Now here is the rub: if as this article says that Capablanca and Kramnik in both accuracy and blunder rate taken together in more complex positions combined are leaders, while at the same time other analysis points the way solidly to Kasparov and Karpov, then can we not say that these two may not 100% have had the most absolute accurate play, but in will power, guile, determination, combativeness, tenacity, will to win, etc., that they led the world for so long due to factors external to, or not to accuracy alone, if you follow? Not to split hairs.
But Kramnik must not have played nearly as many games as the two other K's, Karpov and Kasparov. Similarly, Capablanca did indeed loose few games, but he also did not play that many games just as Fischer did not, in a relative sense to other world chess champions?
So all agreed as Mr. Guid and Bratko suggest; but also Kasparov and Karpov won for so long that their results indicate supremacy for reasons including but not limited to accuracy and blunder reduction. Also, there is something to be said for knowing when to play the absolute best moves, or when to make the deepest calculations.
This seems to relate this discussion not just to raw calculation, but to physiological endurance, and a sense of emotional economy, while at other times hints at the will to win, which again is the emotional or physical resolve to try to win every game, as distinct from accuracy alone, thus again bespeaking of Garry Kasparov’s and Robert J. Fischer’s ell known command and desire to win every game.
Matt, Goddard, Atlanta, USA
It's nice to see an engine-based evaluation of historic player strength, but the study has made at least one dubious move, and at least one blunder. On the dubious side, we have the mechanism for adjusting strengths based on a subset of complicated positions, to account for playing style, when in reality that playing style itself may be the greater factor in a player's strength. It's understandable that we'd want to measure a player's ability to handle complications, especially since these are thing we can most accurately assess through an engine, but there is no correlating measure of a player's ability to avoid (or create) complications.
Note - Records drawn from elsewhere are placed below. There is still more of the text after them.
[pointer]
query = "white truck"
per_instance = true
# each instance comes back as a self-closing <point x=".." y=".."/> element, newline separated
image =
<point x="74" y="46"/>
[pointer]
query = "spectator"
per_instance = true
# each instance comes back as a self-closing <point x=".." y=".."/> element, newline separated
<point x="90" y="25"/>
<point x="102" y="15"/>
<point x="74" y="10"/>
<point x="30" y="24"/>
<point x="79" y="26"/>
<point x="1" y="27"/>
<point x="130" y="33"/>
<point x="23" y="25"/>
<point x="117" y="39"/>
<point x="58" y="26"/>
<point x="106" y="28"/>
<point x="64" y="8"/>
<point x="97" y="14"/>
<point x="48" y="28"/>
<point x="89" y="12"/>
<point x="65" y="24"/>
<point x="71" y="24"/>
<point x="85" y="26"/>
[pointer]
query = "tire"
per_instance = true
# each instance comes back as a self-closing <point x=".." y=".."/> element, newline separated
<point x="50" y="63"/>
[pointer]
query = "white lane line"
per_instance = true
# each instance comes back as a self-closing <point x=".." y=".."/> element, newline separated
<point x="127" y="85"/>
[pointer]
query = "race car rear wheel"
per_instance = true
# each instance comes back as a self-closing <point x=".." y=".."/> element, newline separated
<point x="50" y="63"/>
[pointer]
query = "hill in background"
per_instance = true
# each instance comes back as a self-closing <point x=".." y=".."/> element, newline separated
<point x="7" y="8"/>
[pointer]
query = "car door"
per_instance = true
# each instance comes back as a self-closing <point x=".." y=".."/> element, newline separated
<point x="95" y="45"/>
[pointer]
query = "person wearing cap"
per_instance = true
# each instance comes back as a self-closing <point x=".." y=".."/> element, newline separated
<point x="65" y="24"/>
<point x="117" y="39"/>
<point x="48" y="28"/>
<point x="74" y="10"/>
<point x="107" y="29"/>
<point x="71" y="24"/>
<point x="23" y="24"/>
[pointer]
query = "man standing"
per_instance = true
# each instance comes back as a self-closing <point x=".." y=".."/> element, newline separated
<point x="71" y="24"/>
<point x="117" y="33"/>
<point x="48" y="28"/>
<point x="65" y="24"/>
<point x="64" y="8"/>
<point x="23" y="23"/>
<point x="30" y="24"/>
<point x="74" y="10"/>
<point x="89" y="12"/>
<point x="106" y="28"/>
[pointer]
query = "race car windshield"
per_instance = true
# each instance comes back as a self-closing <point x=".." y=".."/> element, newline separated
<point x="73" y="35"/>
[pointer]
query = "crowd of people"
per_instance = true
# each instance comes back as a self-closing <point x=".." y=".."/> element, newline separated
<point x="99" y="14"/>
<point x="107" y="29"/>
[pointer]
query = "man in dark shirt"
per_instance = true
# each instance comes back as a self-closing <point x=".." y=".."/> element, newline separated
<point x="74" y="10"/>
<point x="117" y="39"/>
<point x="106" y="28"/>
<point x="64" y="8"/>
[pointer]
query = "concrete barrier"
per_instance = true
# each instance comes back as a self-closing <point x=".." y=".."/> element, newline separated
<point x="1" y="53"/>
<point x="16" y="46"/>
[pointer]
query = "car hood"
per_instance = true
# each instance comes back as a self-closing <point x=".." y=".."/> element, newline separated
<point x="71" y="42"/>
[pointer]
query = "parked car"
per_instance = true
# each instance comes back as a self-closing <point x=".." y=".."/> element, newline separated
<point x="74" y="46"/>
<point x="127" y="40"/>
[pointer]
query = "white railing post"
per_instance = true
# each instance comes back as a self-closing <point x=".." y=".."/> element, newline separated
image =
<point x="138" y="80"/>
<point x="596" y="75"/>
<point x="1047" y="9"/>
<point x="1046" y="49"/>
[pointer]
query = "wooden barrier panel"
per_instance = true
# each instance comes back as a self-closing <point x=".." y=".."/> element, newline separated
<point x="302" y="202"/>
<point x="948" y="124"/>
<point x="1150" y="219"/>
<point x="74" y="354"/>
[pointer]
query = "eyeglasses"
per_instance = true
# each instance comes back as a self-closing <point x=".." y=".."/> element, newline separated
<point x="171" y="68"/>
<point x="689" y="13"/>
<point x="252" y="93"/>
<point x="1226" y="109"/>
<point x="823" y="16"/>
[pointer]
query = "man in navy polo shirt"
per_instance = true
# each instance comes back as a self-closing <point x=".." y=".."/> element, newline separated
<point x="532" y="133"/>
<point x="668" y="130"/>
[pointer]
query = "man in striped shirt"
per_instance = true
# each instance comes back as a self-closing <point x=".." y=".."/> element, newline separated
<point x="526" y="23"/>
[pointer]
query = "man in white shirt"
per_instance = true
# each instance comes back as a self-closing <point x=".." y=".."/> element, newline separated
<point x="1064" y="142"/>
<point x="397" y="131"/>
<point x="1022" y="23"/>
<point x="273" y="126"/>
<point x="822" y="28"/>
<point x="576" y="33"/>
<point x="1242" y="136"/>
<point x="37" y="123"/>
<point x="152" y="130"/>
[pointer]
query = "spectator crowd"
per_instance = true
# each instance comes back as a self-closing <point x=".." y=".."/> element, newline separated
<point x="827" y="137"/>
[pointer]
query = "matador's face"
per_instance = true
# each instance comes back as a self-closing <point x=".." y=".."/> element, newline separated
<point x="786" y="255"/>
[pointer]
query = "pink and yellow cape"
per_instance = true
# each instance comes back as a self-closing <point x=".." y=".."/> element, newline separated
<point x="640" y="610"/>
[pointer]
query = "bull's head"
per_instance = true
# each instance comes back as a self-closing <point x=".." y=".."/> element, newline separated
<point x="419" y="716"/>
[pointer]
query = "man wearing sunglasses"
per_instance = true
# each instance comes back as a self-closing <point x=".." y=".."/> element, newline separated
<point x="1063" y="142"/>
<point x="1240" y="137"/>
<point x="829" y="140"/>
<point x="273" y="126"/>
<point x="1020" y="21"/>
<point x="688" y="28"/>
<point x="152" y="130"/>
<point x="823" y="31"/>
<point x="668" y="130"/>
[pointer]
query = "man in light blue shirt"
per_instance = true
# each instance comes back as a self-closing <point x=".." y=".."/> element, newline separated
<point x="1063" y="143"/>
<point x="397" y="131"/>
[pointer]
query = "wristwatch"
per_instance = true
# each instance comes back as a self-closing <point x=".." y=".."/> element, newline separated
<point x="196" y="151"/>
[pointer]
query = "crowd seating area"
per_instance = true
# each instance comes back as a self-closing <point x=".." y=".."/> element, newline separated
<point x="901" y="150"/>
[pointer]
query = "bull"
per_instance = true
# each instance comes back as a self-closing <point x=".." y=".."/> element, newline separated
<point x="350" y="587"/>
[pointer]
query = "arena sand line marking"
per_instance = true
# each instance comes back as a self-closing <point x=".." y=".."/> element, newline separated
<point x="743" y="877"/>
The blunder is that the study doesn't take into account opening theory. Nowadays, Kramnik plays many more moves that are prepared by theory and confirmed by computer engines; the assessment of his games is going to show a higher percentage of "perfect" moves in the opening than an assessment of Steinitz's games, and as a result, players scores will be inflated over time. It may be argued that a knowledge of opening theory is part and parcel of a player's strength, but that would run counter to the intent of comparing players across historic periods in the first place. Instead, it would seem that the study would need to find some line of demarcation in the games, between opening theory and over-the-board play. Simply looking at the games from, say, move 20 is problematic, since the depth of (accurate) opening theory has increased over time, and also because such hedging would provide a greater sample for positional players, who tend to have longer games. An idea to base the demarcation on the first dubious move would also have inherent problems: King's Gambit theory would all be sampled, for instance, and also there may be an imbalance imposed when playing strength is measured after one side is already at a disadvantage. Using the computer's opening books as a demarcation also fails: theory to a modern player may well be over-the-board play for the historic; also, the entirety of a Kramnik's preparation is not contained in the files. So, it's not an easy problem to overcome.